Airport operator BAA posted a 17 percent rise in full-year profit as it squeezed more growth from London's Heathrow even though it had to turn away airlines eager to fly to new markets from Britain's busiest airport.
Chinese airlines have come to us saying they want to add routes from Heathrow to cities in China but we have to turn them away because there's no space - the airlines can't believe it when we say no, Colin Matthews, BAA's Chief Executive said.
However, growth has come because there was no disruption in 2011 and thanks to aircraft sizes increasing and load factors being at record levels, which we see continuing in 2012.
A plane's load factor is a measure of how full it is.
The owner of Europe's busiest airport on Wednesday reported earnings before interest, taxes, depreciation, and amortisation (EBITDA) of 1.13 billion pounds for 2011 on revenues 10 percent higher at 2.28 billion pounds.
BAA said Heathrow handled a record 69.4 million passengers during the year - up 5.5 percent - compared with the previous record of 67.9 million set in 2007, despite operating at 99.2 percent of its capacity in 2011.
BAA, which was prevented by Britain's Conservative-led coalition government from building a third runway at Heathrow because of environmental concerns, has seen traffic to emerging markets rise in recent years but believes it is now falling behind rival European airports in the battle for these lucrative routes because of the constraints on growth.

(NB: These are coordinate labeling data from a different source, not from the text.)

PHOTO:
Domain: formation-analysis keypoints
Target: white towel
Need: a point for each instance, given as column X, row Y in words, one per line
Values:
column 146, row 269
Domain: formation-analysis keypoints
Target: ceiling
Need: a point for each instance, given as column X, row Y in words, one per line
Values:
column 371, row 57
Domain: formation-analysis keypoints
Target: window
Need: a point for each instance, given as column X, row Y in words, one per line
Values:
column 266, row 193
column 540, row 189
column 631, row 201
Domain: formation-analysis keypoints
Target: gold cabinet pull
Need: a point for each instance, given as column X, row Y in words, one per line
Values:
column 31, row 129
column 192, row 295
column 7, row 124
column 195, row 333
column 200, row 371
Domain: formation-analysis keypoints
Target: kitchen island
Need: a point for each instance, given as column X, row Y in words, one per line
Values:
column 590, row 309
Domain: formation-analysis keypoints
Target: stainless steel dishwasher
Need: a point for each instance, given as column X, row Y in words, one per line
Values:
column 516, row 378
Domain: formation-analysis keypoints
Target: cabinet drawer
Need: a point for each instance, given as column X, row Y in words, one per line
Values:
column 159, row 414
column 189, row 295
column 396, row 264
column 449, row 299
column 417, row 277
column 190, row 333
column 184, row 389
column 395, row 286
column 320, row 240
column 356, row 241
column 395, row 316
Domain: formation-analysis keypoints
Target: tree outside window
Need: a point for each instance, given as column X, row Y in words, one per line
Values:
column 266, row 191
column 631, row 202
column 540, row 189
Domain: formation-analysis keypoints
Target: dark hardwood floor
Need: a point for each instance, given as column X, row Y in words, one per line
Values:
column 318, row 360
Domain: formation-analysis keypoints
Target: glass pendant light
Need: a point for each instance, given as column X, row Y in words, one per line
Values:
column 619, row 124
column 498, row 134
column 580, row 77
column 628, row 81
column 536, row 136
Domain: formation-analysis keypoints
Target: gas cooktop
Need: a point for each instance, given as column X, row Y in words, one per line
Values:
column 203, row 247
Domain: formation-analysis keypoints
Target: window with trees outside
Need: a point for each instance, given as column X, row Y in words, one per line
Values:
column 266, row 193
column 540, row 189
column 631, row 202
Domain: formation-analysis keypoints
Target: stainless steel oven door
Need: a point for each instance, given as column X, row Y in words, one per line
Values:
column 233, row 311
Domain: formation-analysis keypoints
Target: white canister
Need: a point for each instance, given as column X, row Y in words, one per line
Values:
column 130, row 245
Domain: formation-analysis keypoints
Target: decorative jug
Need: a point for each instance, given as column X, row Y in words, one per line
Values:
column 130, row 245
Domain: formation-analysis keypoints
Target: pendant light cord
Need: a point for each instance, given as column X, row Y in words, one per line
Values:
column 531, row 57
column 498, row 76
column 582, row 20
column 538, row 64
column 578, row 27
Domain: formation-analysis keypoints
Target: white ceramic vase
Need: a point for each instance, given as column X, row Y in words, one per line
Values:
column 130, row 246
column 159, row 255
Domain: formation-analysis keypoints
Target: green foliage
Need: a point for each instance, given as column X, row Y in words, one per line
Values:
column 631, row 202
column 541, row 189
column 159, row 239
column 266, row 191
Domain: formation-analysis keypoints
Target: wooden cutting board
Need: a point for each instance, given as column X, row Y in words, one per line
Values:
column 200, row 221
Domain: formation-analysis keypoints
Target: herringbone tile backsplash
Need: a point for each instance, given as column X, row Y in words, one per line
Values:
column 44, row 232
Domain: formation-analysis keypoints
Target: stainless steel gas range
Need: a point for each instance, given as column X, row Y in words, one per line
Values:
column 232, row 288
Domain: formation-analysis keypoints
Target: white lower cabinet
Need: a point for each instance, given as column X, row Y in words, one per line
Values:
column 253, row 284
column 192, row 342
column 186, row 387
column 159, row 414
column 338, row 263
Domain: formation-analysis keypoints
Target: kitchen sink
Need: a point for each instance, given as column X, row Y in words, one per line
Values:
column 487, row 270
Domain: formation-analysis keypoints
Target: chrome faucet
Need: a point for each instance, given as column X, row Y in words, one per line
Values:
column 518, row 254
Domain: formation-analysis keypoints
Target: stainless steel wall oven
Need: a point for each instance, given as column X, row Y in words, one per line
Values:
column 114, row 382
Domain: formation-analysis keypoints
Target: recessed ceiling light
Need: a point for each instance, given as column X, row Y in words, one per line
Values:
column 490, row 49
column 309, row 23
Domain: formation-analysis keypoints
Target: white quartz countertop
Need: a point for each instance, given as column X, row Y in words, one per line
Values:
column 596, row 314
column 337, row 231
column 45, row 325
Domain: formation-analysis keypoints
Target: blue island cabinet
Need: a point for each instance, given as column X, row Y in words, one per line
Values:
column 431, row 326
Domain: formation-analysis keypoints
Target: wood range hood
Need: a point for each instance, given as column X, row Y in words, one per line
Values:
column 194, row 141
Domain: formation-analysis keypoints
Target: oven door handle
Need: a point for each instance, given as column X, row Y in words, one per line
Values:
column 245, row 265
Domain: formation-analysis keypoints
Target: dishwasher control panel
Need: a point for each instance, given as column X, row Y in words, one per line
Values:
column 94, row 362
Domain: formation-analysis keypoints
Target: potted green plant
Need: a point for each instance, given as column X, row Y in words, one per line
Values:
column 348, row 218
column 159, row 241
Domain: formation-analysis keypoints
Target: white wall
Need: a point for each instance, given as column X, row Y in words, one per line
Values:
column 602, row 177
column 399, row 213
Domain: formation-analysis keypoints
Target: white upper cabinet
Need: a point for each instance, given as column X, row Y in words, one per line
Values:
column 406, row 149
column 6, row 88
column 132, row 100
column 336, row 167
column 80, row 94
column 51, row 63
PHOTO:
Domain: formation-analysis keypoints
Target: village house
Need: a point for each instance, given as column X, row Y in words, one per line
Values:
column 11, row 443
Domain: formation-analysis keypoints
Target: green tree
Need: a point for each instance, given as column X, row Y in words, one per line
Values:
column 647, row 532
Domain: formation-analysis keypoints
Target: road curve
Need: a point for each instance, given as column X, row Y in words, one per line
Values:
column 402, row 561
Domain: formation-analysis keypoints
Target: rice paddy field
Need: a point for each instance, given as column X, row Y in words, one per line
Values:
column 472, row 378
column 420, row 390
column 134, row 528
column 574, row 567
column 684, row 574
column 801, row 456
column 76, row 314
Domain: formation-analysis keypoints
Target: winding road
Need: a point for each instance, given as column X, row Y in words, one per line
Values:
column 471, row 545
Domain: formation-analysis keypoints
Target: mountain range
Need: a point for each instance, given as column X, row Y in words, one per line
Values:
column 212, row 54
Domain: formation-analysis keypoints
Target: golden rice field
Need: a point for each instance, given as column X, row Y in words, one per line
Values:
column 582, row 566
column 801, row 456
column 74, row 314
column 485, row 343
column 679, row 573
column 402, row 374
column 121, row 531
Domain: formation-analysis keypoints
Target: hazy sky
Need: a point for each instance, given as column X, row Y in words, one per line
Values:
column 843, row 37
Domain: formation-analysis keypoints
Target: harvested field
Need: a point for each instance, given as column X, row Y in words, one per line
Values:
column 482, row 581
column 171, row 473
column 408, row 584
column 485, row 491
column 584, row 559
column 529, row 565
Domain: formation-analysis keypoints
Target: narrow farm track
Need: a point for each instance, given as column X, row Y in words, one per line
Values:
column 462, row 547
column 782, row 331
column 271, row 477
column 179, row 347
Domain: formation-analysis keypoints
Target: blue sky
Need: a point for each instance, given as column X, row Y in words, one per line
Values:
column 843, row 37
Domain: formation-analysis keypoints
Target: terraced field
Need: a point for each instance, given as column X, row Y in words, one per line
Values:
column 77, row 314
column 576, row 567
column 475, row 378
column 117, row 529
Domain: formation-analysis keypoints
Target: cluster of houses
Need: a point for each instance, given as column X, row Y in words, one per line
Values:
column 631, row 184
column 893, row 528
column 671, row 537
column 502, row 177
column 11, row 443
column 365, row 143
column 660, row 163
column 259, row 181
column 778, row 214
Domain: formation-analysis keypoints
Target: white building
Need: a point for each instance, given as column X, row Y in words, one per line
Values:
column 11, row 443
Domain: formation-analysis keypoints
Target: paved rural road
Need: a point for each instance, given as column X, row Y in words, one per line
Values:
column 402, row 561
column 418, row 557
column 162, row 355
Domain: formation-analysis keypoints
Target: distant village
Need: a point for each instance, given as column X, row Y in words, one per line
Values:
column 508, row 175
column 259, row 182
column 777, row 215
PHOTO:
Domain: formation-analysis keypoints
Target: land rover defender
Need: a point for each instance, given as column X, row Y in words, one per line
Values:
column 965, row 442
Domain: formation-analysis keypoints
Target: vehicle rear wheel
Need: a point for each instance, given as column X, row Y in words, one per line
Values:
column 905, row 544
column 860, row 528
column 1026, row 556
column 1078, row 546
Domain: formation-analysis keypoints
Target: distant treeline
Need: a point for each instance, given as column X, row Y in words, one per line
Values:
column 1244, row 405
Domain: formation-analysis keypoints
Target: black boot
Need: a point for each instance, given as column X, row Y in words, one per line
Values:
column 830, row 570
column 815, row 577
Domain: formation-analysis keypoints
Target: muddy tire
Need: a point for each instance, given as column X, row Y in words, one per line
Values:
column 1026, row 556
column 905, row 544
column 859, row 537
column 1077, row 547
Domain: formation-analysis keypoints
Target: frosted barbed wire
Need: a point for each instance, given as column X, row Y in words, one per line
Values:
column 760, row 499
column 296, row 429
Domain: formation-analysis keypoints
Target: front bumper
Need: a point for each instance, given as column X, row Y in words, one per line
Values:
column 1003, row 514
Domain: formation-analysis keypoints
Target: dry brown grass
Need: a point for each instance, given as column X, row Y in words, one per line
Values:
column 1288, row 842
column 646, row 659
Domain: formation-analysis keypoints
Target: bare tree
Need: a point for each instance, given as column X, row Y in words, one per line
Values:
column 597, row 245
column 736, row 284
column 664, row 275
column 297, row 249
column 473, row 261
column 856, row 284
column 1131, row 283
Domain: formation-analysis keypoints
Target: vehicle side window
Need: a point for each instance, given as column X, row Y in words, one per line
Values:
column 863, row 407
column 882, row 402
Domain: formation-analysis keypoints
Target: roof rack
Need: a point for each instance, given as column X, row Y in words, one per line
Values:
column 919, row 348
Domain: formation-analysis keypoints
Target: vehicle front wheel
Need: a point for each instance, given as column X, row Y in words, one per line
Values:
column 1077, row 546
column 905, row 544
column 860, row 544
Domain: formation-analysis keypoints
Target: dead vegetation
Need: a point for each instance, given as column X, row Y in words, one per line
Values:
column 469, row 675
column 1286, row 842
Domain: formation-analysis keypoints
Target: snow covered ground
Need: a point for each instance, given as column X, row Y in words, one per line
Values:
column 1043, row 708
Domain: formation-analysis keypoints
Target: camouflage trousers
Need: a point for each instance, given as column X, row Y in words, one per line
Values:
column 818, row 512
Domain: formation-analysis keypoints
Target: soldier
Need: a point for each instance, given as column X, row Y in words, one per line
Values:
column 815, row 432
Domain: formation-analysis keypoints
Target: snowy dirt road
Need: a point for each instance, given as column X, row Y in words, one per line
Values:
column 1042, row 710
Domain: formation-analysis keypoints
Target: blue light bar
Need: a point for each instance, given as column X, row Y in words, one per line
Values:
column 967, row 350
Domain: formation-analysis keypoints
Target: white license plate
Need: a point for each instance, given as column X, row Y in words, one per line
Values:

Of Heathrow's major markets, European traffic showed the most significant year on year growth, increasing 7.6 percent.
Matthews said BAA would start paying dividends to shareholders in the range of 60 million pounds a quarter next year for the first time since it was acquired by a consortium led by Spanish infrastructure group Ferrovial in 2006.
The company has guided that it expects to deliver a 14 percent increase in EBITDA for 2012.
Shares in Ferrovial, which have risen 10 percent in the last three months, were flat at 9.45 euros by 9:40 a.m., valuing the group at around 7 billion euros.
Analysts at RBC Capital markets said they view the 2012 guidance of 14 percent uplift to 1.283 billion pounds as very achievable.
BAA must sell London Stansted airport, Britain's fourth busiest, after a court dismissed its appeal against a ruling by Britain's Competition Commission (CC) earlier this month. The company last year chose to sell Edinburgh airport after the CC ordered it to sell one of its Scottish airports.
Global Infrastructure Partners, JP Morgan Asset Management and consortiums led by Carlyle Group and 3i have made it to the second round of bidding for Edinburgh airport, sources told Reuters on Tuesday.
BAA, which owns London's Heathrow as well as Southampton and Stansted in England and Glasgow, Edinburgh and Aberdeen airports in Scotland, said total passenger traffic rose 3.7 percent to 87.4 million.